One way to do this, Walsh explains, is to manage moments of distress by identifying “key thoughts or physical sensations that tend to contribute to your cycle of distress and feelings of being overwhelmed.” In other words, he says, “pay attention to your body.”
Manage Your Expectations (and Your Media Intake)
Look, completely avoiding the news is all but impossible, let alone pretty irresponsible, but it’s not smart or healthy to consume too much of it, especially if it’s triggering for your anxiety. As Chazin puts it, you have to learn to “straddle the balance between not burying your head in the sand and not constantly checking social media.”
Because the news can often heighten emotions in an already emotional time, doing things like constantly checking the news or doomscrolling on Twitter, as it’s known, “is really bad for anxiety,” Chazin notes.
This is where mindfulness and awareness of our actions really comes into play. That’s because, as Walsh points out, we’re all but “hardwired to see the negative and be drawn to it because it can harm us physically…we can sense danger. It helps us survive.”
This evolutionary reaction causes us to seek out questions we think need answering, “so we keep scrolling and scrolling [thinking it will be helpful,” Walsh says, “But we end up feeling worse afterwards.”
In order to avoid the emotions that can often accompany “doomscrolling” or absorbing too much news, such as anxiety, depression, or isolation, Walsh suggests trying to limit the amount of time you spend with your phone, computer, and/or television. “Maybe you set aside 15 minutes to cruise social media, but when that time is up, you don’t do it again for the rest of the day.”
Walsh acknowledges that this isn’t going to come easily or naturally for a lot of people, so in turn, try to “train yourself to see and do positive things” in place of consuming media.
Another thing to keep in mind is that if your fears and anxieties arise from not being in the know, Chazin reminds you that if the news is big (for instance, who the next President is) you’re going to know about it, whether you’re online in that exact moment or not.
Understand That Only You Can Control Your Current Circumstances
The Presidential election this year is, unquestionably, a really big freakin’ deal.

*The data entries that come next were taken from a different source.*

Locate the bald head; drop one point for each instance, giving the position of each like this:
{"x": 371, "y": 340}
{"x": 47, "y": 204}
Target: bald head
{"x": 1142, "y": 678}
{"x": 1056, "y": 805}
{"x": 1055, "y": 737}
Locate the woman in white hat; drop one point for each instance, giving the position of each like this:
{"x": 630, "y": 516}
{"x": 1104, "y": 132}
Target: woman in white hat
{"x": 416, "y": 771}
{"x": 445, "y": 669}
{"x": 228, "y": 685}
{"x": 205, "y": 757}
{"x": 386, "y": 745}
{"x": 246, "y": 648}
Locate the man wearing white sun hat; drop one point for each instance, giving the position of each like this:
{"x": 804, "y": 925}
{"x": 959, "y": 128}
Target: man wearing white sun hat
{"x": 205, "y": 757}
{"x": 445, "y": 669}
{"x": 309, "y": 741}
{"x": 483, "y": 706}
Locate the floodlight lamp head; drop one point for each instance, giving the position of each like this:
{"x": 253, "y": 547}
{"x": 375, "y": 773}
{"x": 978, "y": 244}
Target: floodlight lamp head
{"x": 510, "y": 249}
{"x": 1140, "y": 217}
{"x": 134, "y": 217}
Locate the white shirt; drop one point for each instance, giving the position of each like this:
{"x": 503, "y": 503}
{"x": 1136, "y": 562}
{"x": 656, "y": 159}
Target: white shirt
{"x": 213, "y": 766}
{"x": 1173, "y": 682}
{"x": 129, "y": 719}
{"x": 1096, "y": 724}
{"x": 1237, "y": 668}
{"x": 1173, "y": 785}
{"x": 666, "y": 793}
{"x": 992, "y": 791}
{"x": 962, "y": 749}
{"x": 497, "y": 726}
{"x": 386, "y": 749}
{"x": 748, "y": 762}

And with that, the feelings associated with it, as Schotz puts it, can feel just as big. These can be feelings of helplessness, powerlessness, fear and rage, among others.
While you can do your part by voting and volunteering to work at the polls, when that part is over, the results and what happens afterwards is out of your hands. That can be a scary thought for many in and of itself, too.
However, just because you feel powerless doesn’t mean you are powerless. Schotz says that in the moments when you feel overwhelmed, you can do things both big and small that give you back a sense of control and agency. This can be something as simple as deciding to go for a walk or listening to your favorite song. It’s also important to reach out for help when you need it, whether that’s calling a friend or your therapist.
Setting and maintaining a routine during all of this can also be helpful when it comes to managing anxieties, Walsh says. “Find things that are not work or virus or politically-related that bring you joy.” He also points out how essential it is to maintain good sleeping, eating and exercising habits during all of this.
You can also take these emotions and feelings related to the election and turn them into other healthy actions. While, no, you single-handedly cannot control the outcome of the election, you can do things like donating to causes you care about (whether that’s abortion rights or climate change) or getting involved with the issues and the politicians you care about on both state and local levels.
As Chazin points out, it’s important to remind ourselves that, “Whatever happens on November 3, I can still make a difference.”